AWS Systems Manager Session Manager is a fully managed service that provides secure, interactive, one-click access to your Amazon Elastic Compute Cloud (Amazon EC2) instances, edge devices, and virtual machines (VMs) through a browser-based shell or AWS Command Line Interface (AWS CLI), without requiring open inbound ports, bastion hosts, or SSH keys. Session Manager helps you maintain security compliance and controlled access while providing users with access to managed nodes. When starting a session, you must specify a preferences document (known as the Session Manager preferences document) to set the session parameters.
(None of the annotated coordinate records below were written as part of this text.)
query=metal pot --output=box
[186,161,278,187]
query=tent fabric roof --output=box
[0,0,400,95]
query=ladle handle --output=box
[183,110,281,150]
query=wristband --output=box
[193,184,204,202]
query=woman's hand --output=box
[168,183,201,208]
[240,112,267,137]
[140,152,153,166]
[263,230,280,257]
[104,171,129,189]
While providing users with access to managed nodes, managing these preferences consistently across multiple AWS Regions and accounts in a large organization can be challenging. Organizations often need to maintain standardized security settings, logging configurations, and session controls across their entire AWS footprint. Manual configuration of these preferences in each Region and account is not only time-consuming but also prone to human error and can lead to security gaps or compliance violations. Additionally, tracking and maintaining these configurations becomes increasingly complex as the organization scales.
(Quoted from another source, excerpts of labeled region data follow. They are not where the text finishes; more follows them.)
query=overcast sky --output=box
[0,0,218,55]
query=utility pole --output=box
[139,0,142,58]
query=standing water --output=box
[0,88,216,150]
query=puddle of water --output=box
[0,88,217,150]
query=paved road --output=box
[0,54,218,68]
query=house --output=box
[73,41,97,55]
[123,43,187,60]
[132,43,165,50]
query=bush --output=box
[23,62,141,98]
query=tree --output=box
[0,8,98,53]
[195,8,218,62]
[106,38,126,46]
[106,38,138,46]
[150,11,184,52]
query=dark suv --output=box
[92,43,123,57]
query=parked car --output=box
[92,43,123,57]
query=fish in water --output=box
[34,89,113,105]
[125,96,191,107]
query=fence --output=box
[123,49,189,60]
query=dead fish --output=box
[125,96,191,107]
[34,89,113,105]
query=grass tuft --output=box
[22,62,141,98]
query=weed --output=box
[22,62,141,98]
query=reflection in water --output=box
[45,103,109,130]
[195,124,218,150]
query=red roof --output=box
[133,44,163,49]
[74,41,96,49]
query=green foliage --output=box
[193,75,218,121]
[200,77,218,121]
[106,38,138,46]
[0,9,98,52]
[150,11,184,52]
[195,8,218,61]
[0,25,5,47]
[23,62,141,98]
You can use Session Manager to control various session options including data encryption for session data in transit and session logs at rest, session duration, and logging. For example, you can specify whether to store session log data in an Amazon Simple Storage Service (Amazon S3) bucket or Amazon CloudWatch Logs log group. In this post, I demonstrate how to manage Session Manager preferences across your organization using AWS CloudFormation StackSets. You can use CloudFormation StackSets to manage resources and configurations, such as Session Manager preferences, across different AWS accounts and Regions using standardized templates to maintain consistent security and compliance standards across your entire AWS infrastructure.
Prerequisites
You need to meet the following prerequisites to deploy the solution in this post:
Basic understanding of CloudFormation
Trusted access enabled between CloudFormation StackSets and AWS Organizations
Access to an AWS management account or StackSet delegated admin account
The Session Manager environment has some additional prerequisites:
For EC2 instances with internet access, allow HTTPS (port 443) outbound traffic to:
ec2messages.<region>.amazonaws.com
ssm.<region>.amazonaws.com
ssmmessages.<region>.amazonaws.com
Note: <region> represents the actual Region where you are deploying your instances.
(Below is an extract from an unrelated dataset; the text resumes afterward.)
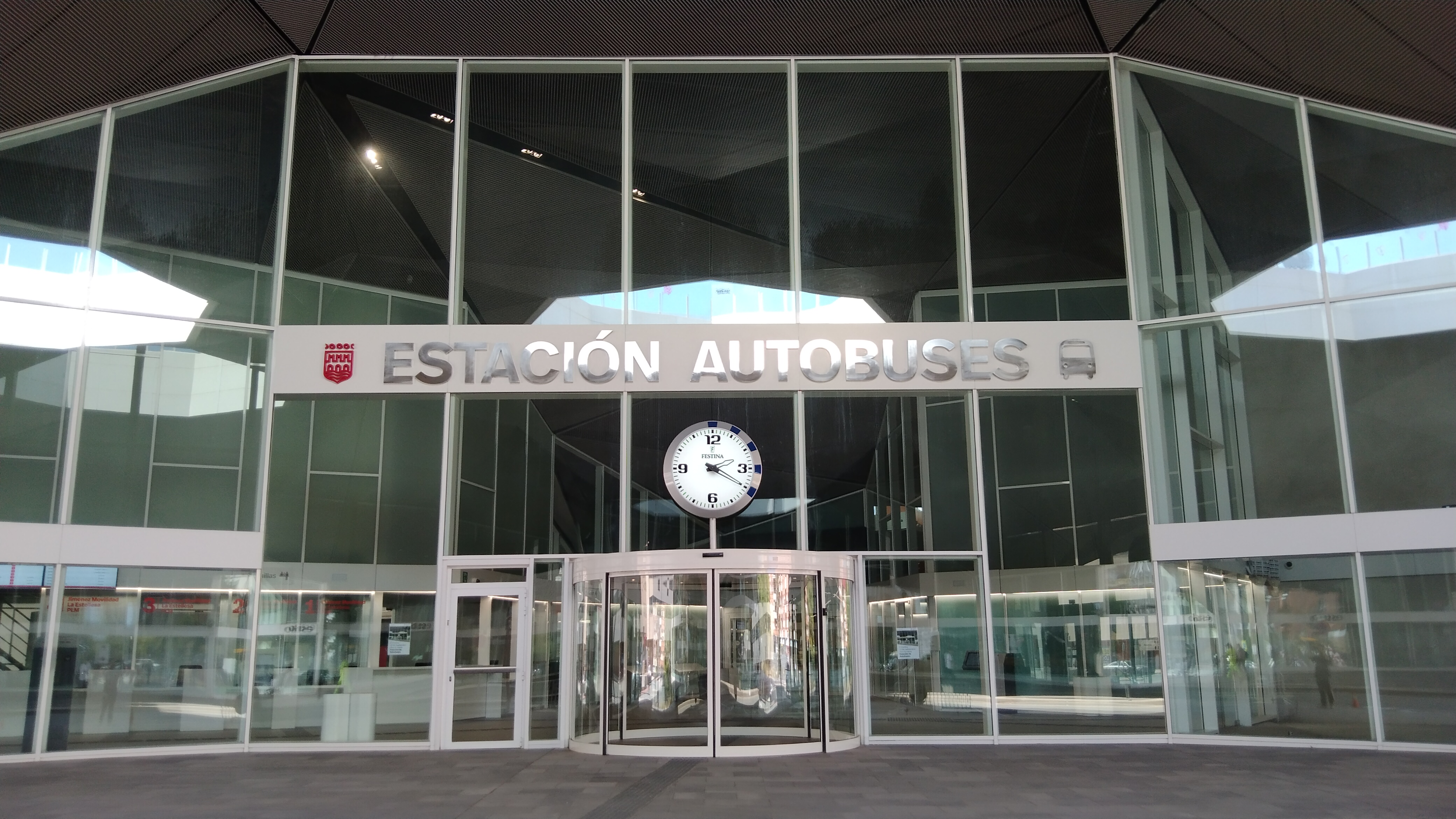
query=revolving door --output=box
[571,552,856,756]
Additional endpoints required for specific features:
For CloudWatch Logs integration: logs.<region>.amazonaws.com
For Amazon S3 log storage: s3.<region>.amazonaws.com
For session data encryption: kms.<region>.amazonaws.com
Note: For EC2 instances without internet access, you must configure virtual private cloud (VPC) endpoints to maintain connectivity with Systems Manager and related services.
SSM Agent requirements:
Minimum version 2.3.68.0 for basic session connectivity
Version 3.0.222.0 or later for port forwarding and SSH sessions
Note: Many AWS-provided and trusted third-party Amazon Machine Images (AMIs) come with the SSM Agent pre-installed. For more information, see Find AMIs with the SSM Agent preinstalled.
This solution, shown in Figure 1, automatically configures the SSM-SessionManagerRunShell document with customizable preferences that govern how Session Manager behaves across your AWS accounts. It creates resources for logging, encryption, and session controls, and updates the SSM-SessionManagerRunShell document with these preferences. The document is updated by an AWS Lambda function that helps make sure that the preferences are correctly applied. It transforms the default Session Manager preferences document to meet your enterprise compliance requirements. Changes are deployed using CloudFormation template provided in the GitHub repository. The solution supports multiple logging destinations, encryption options, and session controls to meet various security and compliance requirements.
Figure 1: Solution overview
Walkthrough
To deploy the solution, complete the following steps.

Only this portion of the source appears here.